Mr. Shulman and Ms. Lerner didn’t respond to requests for comment.

Last week Ms. Lerner invoked her Fifth Amendment right against self-incrimination at a congressional hearing.

Ms. Lerner, who has denied wrongdoing in the agency’s focus on tea-party groups, has been placed on administrative leave.

The lawyer who represents Freedom’s Watch, Jeff Altman, said his informal conversations with IRS agents indicated the five people who got the audit letters were all donors to Freedom’s Watch.

Private conversations with at least three of Freedom’s Watch donors or their attorneys confirmed they received the letters, he said.

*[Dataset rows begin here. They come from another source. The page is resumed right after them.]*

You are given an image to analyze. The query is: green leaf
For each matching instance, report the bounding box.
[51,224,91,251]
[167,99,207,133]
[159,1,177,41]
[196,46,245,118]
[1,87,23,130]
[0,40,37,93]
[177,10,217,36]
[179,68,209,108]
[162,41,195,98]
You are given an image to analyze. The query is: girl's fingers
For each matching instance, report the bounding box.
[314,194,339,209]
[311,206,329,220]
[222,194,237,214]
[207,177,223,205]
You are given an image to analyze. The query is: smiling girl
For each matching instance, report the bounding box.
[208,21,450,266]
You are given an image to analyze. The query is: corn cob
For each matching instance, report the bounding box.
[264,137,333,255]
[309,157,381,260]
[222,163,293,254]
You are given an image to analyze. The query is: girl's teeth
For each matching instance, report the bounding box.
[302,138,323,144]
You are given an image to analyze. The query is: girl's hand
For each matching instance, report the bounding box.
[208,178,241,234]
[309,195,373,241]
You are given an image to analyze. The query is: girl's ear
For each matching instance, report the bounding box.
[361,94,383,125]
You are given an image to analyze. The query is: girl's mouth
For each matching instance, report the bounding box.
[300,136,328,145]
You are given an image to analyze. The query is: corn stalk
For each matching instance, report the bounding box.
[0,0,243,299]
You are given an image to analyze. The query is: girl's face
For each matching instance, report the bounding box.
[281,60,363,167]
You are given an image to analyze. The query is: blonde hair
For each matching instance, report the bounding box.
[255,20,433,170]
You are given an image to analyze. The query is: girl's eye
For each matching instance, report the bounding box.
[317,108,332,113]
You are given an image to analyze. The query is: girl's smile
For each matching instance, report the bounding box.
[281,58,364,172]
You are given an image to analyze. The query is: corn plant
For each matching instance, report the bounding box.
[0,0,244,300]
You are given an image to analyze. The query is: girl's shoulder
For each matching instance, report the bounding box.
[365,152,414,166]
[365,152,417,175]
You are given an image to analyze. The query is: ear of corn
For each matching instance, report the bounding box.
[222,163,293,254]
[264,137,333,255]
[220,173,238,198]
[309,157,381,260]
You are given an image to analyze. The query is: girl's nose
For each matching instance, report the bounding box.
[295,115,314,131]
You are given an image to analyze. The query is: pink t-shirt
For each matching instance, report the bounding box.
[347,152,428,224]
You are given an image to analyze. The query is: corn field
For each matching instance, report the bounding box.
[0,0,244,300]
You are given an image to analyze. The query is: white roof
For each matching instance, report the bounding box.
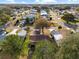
[53,34,63,41]
[6,29,18,36]
[18,30,27,36]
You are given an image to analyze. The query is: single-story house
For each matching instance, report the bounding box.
[18,30,27,38]
[40,10,48,18]
[40,10,48,16]
[30,9,37,14]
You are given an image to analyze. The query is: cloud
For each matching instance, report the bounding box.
[69,0,78,2]
[35,0,57,4]
[6,0,16,3]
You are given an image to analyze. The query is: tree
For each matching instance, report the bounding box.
[56,34,79,59]
[61,13,75,23]
[32,40,58,59]
[0,14,10,25]
[0,35,28,59]
[76,7,79,12]
[35,19,50,33]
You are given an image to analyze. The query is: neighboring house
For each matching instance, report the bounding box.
[18,30,27,38]
[40,10,48,19]
[22,14,35,23]
[20,20,26,27]
[40,10,48,16]
[26,14,35,23]
[51,30,63,44]
[30,9,37,14]
[6,29,18,36]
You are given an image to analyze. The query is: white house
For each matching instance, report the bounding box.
[18,30,27,37]
[51,30,63,44]
[40,10,48,16]
[40,10,48,18]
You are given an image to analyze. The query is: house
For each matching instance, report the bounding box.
[30,9,37,14]
[18,30,27,38]
[26,14,35,23]
[50,30,63,44]
[40,10,48,18]
[20,20,26,27]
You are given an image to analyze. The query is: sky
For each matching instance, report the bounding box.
[0,0,79,4]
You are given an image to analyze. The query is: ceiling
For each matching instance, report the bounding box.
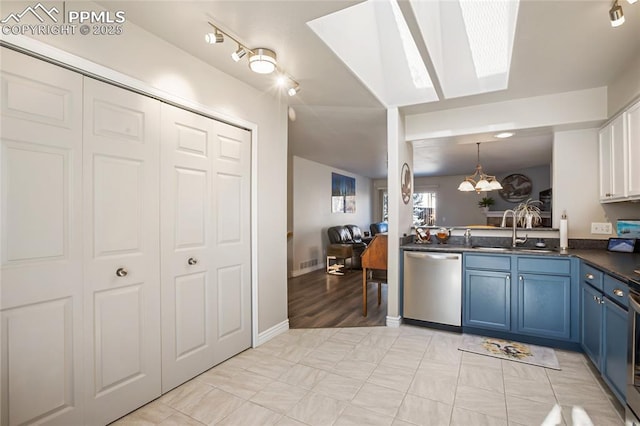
[99,0,640,178]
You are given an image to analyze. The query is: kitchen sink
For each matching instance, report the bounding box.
[472,246,558,253]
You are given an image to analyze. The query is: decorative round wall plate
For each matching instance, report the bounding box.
[498,173,533,203]
[400,163,412,204]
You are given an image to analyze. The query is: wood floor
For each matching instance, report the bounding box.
[288,269,387,328]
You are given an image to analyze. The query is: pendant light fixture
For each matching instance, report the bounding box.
[458,142,502,192]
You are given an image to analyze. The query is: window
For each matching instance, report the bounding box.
[382,191,436,226]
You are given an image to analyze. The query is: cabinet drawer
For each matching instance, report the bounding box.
[604,275,629,308]
[580,263,604,290]
[465,254,511,271]
[518,256,571,275]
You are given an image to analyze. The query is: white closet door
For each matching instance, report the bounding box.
[160,105,217,392]
[212,122,251,363]
[83,78,161,424]
[161,105,251,392]
[0,48,83,425]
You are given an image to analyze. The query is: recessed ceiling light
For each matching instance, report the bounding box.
[494,132,513,139]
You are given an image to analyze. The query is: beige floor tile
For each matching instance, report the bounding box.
[345,344,387,364]
[451,407,507,426]
[458,360,504,393]
[159,380,218,410]
[501,360,549,383]
[158,413,204,426]
[507,395,565,426]
[333,405,393,426]
[380,349,423,370]
[333,359,377,381]
[408,370,458,405]
[278,364,327,389]
[398,395,452,425]
[251,382,309,413]
[562,401,624,426]
[311,373,364,401]
[300,349,346,370]
[367,364,415,392]
[287,392,346,426]
[454,385,507,419]
[504,376,556,404]
[216,371,273,399]
[461,351,502,371]
[351,383,404,417]
[216,401,282,426]
[180,389,244,424]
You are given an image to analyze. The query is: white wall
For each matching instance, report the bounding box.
[290,156,373,276]
[553,129,608,239]
[607,55,640,117]
[4,8,287,332]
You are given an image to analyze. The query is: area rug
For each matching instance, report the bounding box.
[458,334,560,370]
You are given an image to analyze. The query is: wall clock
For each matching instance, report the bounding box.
[400,163,413,204]
[498,173,533,203]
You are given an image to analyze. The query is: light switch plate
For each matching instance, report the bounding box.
[591,222,613,235]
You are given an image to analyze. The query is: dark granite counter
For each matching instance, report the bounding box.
[400,243,640,291]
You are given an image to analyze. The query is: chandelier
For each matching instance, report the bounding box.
[458,142,502,192]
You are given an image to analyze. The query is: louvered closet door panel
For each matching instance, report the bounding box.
[160,101,217,392]
[0,48,83,425]
[212,122,251,362]
[83,78,161,424]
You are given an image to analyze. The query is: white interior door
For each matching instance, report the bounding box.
[160,105,217,392]
[212,121,251,363]
[0,48,83,425]
[83,78,161,424]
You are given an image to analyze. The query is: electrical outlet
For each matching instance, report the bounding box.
[591,222,613,235]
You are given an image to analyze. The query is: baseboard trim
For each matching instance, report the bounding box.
[387,315,402,328]
[254,318,289,348]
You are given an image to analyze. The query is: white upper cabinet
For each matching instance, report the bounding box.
[625,102,640,199]
[598,102,640,203]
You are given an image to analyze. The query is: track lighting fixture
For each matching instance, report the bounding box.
[205,22,300,96]
[609,0,624,27]
[231,45,247,62]
[287,83,300,96]
[204,28,224,44]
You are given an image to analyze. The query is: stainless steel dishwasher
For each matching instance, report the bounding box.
[403,251,462,327]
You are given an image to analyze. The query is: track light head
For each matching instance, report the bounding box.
[609,0,624,27]
[287,83,300,96]
[204,28,224,44]
[249,47,276,74]
[231,46,247,62]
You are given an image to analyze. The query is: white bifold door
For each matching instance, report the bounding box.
[160,105,251,392]
[0,48,84,425]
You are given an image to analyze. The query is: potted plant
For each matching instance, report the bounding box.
[513,198,542,228]
[478,197,496,212]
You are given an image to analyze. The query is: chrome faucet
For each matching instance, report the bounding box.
[500,209,528,248]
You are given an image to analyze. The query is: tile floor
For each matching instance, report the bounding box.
[114,325,624,426]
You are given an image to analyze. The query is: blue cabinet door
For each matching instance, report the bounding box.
[580,283,603,370]
[463,269,511,331]
[516,274,571,339]
[602,298,629,404]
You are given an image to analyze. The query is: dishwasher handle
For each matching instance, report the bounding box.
[405,251,460,260]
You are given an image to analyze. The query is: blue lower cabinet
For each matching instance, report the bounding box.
[580,283,604,370]
[602,292,628,402]
[516,274,571,340]
[463,269,511,331]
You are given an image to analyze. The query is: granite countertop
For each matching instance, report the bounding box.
[400,243,640,291]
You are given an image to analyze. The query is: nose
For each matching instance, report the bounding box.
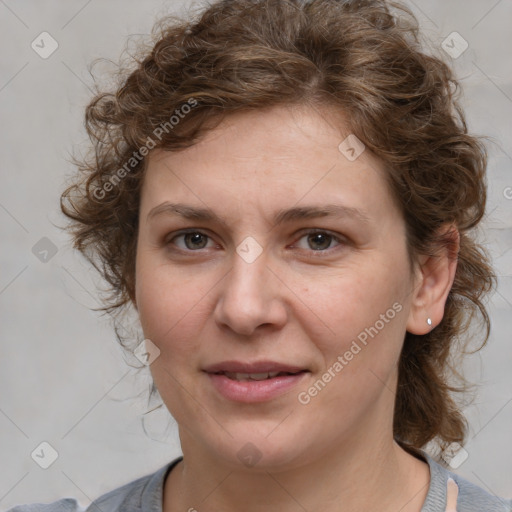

The audit of Freedom’s Watch was conducted by Ms. Lerner’s exempt-organizations unit. The gift-tax audits were conducted by workers in the estate and gift-tax unit, housed in a separate division of the sprawling IRS.

In a 2011 letter, GOP lawmakers asked whether the exempt-organizations unit played a role in the gift-tax audits. In a written response, a top IRS official implied the exempt-organizations unit referred the matter to the estate-and-gift tax unit.

The official, Steven Miller, who was recently ousted as acting commissioner, said the gift tax unit didn’t have access to the names of donors to 501(c)(4) groups. Instead, those names are directly available only to Ms. Lerner’s unit.

Referrals of tax-return information from one unit to another are appropriate when necessary and not unusual, Mr. Miller’s letter said. Then-Commissioner Shulman’s May 2011 letter also said the gift-tax audits were the result of an “internal referral.”

Freedom’s Watch’s two-year audit came after two complaint letters were sent to the IRS, one by the Democratic Congressional Campaign Committee, the party’s House election arm, and another entity whose name is redacted in letters provided to Mr. Altman by the IRS.

Mr. Altman said the IRS told him the audit was triggered by the letter from the entity that had its name redacted.

The group ended up paying about $12,000 in owed taxes for discrepancies in deductions the group had taken, out of a budget of about $56 million.